Sur l'Union pour la Méditerranée, d'abord. "Nous voulons faire évoluer le processus de Barcelone (...) Cela s'appelle Union pour la Méditerranée. Ce sera un projet des 27 membres de l'Union européenne", a déclaré la chancelière allemande. "L'Union pour la Méditerranée se fera (...) nous ferons une proposition franco-allemande au prochain Conseil européen", a renchéri le chef de l'Etat français, qui a convenu que Paris et Berlin avaient fait "un effort l'un vers l'autre".
Sarkozy : "vous êtes un modèle, on va tout faire comme vous !"
Un accord est également en vue entre les deux pays sur la question des réductions des émissions de CO2 des voitures au sein de l'UE, a annoncé Angela Merkel Un groupe de travail va être formé au niveau de la chancellerie et de l'Elysée à ce sujet, a-t-elle dit. Le président Sarkozy a parlé de son côté d'une "position commune de la France et de l'Allemagne dans les jours qui viennent."

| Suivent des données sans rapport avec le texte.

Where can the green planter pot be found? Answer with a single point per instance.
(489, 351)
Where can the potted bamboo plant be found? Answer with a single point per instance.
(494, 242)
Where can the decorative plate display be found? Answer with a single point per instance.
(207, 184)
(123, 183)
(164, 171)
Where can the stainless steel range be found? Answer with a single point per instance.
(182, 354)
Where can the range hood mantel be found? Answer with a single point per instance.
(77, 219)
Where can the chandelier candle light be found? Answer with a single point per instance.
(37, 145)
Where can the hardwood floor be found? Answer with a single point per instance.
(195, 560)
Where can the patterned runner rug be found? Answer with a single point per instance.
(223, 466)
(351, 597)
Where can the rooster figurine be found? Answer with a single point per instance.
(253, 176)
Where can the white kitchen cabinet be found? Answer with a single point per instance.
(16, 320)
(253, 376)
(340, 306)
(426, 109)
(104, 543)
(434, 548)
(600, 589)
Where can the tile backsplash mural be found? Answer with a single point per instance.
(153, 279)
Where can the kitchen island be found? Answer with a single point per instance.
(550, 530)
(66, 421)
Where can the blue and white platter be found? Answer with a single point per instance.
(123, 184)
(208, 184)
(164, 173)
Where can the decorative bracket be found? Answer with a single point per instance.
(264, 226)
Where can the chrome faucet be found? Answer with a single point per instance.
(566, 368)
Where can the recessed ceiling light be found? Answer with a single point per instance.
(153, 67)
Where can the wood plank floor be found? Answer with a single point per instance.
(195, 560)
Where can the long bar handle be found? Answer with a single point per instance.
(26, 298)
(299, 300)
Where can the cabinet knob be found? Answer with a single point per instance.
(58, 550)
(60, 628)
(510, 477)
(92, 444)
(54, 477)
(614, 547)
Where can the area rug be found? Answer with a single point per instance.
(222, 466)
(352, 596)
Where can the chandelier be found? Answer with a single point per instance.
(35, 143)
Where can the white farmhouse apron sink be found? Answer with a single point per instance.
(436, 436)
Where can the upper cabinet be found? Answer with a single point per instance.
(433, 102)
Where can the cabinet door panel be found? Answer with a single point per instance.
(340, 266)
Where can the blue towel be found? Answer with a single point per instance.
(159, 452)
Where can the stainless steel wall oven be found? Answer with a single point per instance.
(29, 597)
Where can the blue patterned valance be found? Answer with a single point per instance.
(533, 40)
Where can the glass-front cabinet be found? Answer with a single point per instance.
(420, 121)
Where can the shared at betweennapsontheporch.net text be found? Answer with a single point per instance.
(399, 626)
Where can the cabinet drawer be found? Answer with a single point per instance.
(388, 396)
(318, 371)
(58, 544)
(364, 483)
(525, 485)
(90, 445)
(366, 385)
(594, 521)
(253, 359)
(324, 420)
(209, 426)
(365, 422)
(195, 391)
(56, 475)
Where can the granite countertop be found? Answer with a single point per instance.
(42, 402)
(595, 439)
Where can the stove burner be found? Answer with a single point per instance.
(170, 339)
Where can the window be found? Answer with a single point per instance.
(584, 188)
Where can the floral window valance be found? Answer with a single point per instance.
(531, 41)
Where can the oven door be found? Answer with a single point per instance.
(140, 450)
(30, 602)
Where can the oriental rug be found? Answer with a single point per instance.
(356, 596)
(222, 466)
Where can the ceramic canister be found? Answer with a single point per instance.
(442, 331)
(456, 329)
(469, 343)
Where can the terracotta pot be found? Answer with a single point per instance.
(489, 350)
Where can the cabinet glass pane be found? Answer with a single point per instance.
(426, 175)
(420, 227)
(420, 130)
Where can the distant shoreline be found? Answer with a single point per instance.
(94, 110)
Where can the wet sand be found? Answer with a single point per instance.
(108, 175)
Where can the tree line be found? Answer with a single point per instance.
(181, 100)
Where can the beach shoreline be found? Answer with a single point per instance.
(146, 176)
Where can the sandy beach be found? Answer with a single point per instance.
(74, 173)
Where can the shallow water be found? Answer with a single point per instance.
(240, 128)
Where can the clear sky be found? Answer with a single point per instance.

Pourtant, rien n'était gagné : "on ne pouvait trouver positions plus différentes que celles de la France et de l'Allemagne" sur ce sujet, a-t-il dit. Berlin s'oppose violemment au projet de l'Union européenne de réductions des émissions de CO2 des voitures en fonction de leur poids, qui pénalise trop à son goût son industrie automobile, spécialiste des modèles lourds et polluants. Au grand dam de la France mais aussi de l'Italie, productrices de voitures plus légères.

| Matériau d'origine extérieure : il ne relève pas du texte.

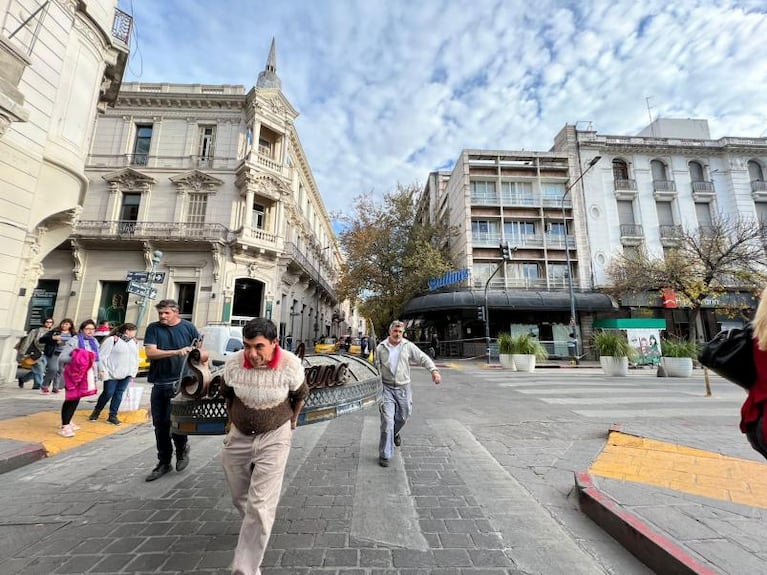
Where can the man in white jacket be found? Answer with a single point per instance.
(393, 357)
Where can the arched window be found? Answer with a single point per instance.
(696, 172)
(620, 170)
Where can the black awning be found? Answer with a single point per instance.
(509, 300)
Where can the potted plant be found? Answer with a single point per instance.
(525, 349)
(505, 350)
(677, 355)
(614, 351)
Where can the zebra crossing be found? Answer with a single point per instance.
(590, 394)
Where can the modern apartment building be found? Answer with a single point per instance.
(566, 214)
(647, 188)
(524, 200)
(60, 63)
(203, 194)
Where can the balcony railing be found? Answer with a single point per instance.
(621, 184)
(172, 162)
(179, 231)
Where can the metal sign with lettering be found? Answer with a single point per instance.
(142, 289)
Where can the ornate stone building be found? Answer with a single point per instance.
(60, 62)
(208, 187)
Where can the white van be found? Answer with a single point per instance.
(221, 340)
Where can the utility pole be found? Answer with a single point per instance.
(156, 257)
(506, 253)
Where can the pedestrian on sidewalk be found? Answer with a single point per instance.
(265, 389)
(81, 365)
(167, 342)
(119, 355)
(54, 341)
(37, 371)
(393, 357)
(752, 414)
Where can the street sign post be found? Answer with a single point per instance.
(142, 289)
(143, 277)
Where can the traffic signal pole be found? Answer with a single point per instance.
(506, 252)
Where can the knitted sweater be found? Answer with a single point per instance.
(261, 399)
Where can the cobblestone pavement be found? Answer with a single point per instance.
(483, 484)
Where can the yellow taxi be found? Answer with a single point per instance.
(326, 345)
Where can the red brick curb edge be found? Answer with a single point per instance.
(656, 551)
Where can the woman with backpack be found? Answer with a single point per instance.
(81, 368)
(119, 356)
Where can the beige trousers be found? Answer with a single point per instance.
(254, 466)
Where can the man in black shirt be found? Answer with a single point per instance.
(167, 343)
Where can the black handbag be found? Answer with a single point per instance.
(33, 352)
(731, 355)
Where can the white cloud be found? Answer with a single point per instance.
(390, 90)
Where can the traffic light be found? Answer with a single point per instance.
(505, 252)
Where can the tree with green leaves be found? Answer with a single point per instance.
(390, 256)
(704, 263)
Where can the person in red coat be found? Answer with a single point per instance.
(752, 420)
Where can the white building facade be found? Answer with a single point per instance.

Nicolas Sarkozy a en outre insisté sur la "nécessité" pour la France et l'Allemagne de "travailler ensemble" pour le bien de toute l'Union européenne, lançant en direction des Allemands : "vous êtes un modèle, on va tout faire comme vous !".
La "civilisation du numérique"
Il a aussi estimé que la "victoire commerciale" qu'est pour EADS le contrat de modernisation de la flotte d'avions ravitailleurs américains a été facilitée par l'amitié témoignée par Berlin et Paris envers les Etats-Unis.
Le président français a en outre affirmé que la France et l'Allemagne devaient "porter ensemble l'ambition de construire" la "civilisation du numérique", en inaugurant, lundi à Hanovre, avec la chancelière le Cebit, salon des nouvelles technologies. Il a déclaré qu'il voulait "renforcer" les nouvelles technologies en France "dans les années qui viennent". Avec "deux objectifs simples : que nous portions en deux ans à 70% la part des ménages français équipés d'un ordinateur (ndlr: contre 55% actuellement) et que cent pour cent des Français aient accès l'internet à haut débit fixe et mobile avant 2012", a-t-il affirmé.